| 研究生: |
鄭驊軒 Zheng, Hua-Xuan |
|---|---|
| 論文名稱: |
基於雙重平行 GPU 加速多權重矩陣 Motif Discovery 演算法 Doubly Parallel GPU-Accelerated Motif Discovery Using Multiple Weight Matrix Models |
| 指導教授: |
賀保羅
Horton, Paul |
| 學位類別: |
碩士 Master |
| 系所名稱: |
電機資訊學院 - 人工智慧科技碩士學位學程 Graduate Program of Artificial Intelligence |
| 論文出版年: | 2025 |
| 畢業學年度: | 113 |
| 語文別: | 英文 |
| 論文頁數: | 54 |
| 中文關鍵詞: | GPU 平行運算 、Motif discovery 、EM 演算法 |
| 外文關鍵詞: | GPU parallel computing, Motif discovery, EM algorithm |
| 相關次數: | 點閱:47 下載:3 |
| 分享至: |
| 查詢本校圖書館目錄 查詢臺灣博碩士論文知識加值系統 勘誤回報 |
在序列模式識別任務中,準確辨識具生物學意義的重複子序列(motif)是了解序列中潛在規律的重要方式。找出 DNA 中的轉錄因子結合位(TF binding sites)及蛋白質中的活性區位,是理解轉錄調控機制的關鍵任務。即使在已知轉錄因子結合模式的情況下,重新搜尋並比對這些 motif 仍具有實質意義,不僅有助於驗證序列資料的品質,也能評估資料的代表性與穩定性,特別是在實驗資料有限的情況下更加重要。
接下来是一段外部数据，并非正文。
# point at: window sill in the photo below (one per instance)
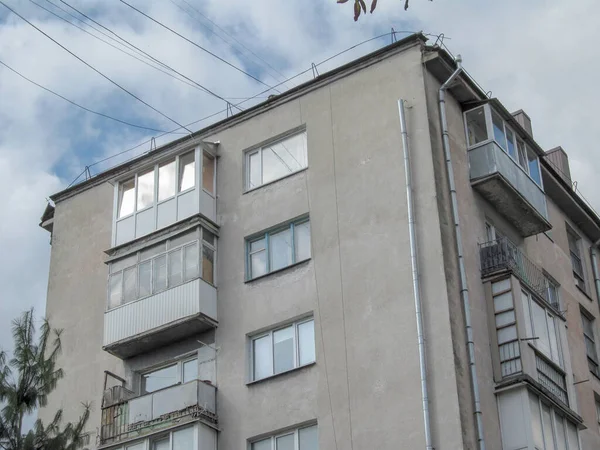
(247, 191)
(291, 266)
(270, 377)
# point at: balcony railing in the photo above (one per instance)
(501, 254)
(499, 179)
(139, 416)
(552, 379)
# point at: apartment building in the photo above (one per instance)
(380, 258)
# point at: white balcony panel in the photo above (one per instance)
(180, 311)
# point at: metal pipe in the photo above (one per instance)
(594, 258)
(464, 289)
(415, 277)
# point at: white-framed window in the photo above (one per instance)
(177, 372)
(484, 124)
(278, 248)
(282, 349)
(305, 438)
(542, 328)
(589, 336)
(275, 160)
(162, 266)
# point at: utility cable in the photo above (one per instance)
(77, 104)
(93, 68)
(195, 44)
(266, 64)
(203, 88)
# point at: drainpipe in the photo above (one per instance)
(594, 257)
(464, 290)
(415, 276)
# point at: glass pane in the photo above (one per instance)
(306, 342)
(498, 126)
(510, 140)
(129, 284)
(283, 349)
(114, 290)
(208, 173)
(145, 189)
(175, 268)
(261, 354)
(190, 370)
(534, 166)
(163, 444)
(184, 439)
(166, 180)
(254, 171)
(285, 442)
(302, 241)
(536, 422)
(208, 264)
(280, 249)
(309, 438)
(503, 301)
(548, 429)
(265, 444)
(284, 157)
(161, 378)
(561, 437)
(258, 264)
(159, 278)
(187, 171)
(145, 277)
(476, 129)
(540, 329)
(191, 262)
(126, 197)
Motif 發現被歸類為計算困難的 NP-complete 問題。現有演算法可分為確定式與非確定式兩類:前者(如 statistical enumerative methods)雖能保證全域最優,但在大規模資料集上運算量呈指數增長、效率低下;後者(以 MEME 為代表)較易擴展至大型資料且對長序列更為高效,然而無法保證解的全域最優性,且對初始設定極為敏感。以 MEME 為例,它必須對所有可能的序列起點反覆計算機率得分並在每次 EM 迭代中更新模型參數,時間複雜度因序列條數、長度與候選模型數量而急遽攀升。若進一步分析吸引域(basin of attraction),還需對大量隨機初始化的 matrix model 重複進行訓練與比對,以觀察不同起始條件下的收斂分布,進一步放大整體運算負擔。
為了改善此一問題,本研究設計並實作一套基於 GPU 平行架構的 motif 發現系統,利用圖形處理器(GPU)的大量運算核心與共享記憶體特性,加速序列與多組 WMM 模型的匹配計算與訓練過程。本方法可同時處理多個初始模型,並於單次實驗中統計各模型的收斂結果,進一步分析其在參數空間中的分佈與吸引域結構。實驗結果顯示,與傳統處理方式相比,GPU 加速能有效縮短執行時間,提升系統效率,並具備良好的可擴展性,適用於後續更大規模的序列模式分析與穩定性研究。
In sequence pattern recognition tasks, accurately identifying biologically meaningful repetitive subsequences (motifs) is an important approach to understanding the underlying structure of sequences. Locating transcription factor binding sites (TFBSs) in DNA and active sites in proteins is a crucial step toward understanding transcriptional regulatory mechanisms. Even when the binding patterns of specific transcription factors are known, re-identifying and matching motifs remains valuable. Such efforts help validate the quality of sequence data and assess its representativeness and stability, especially when experimental data is limited.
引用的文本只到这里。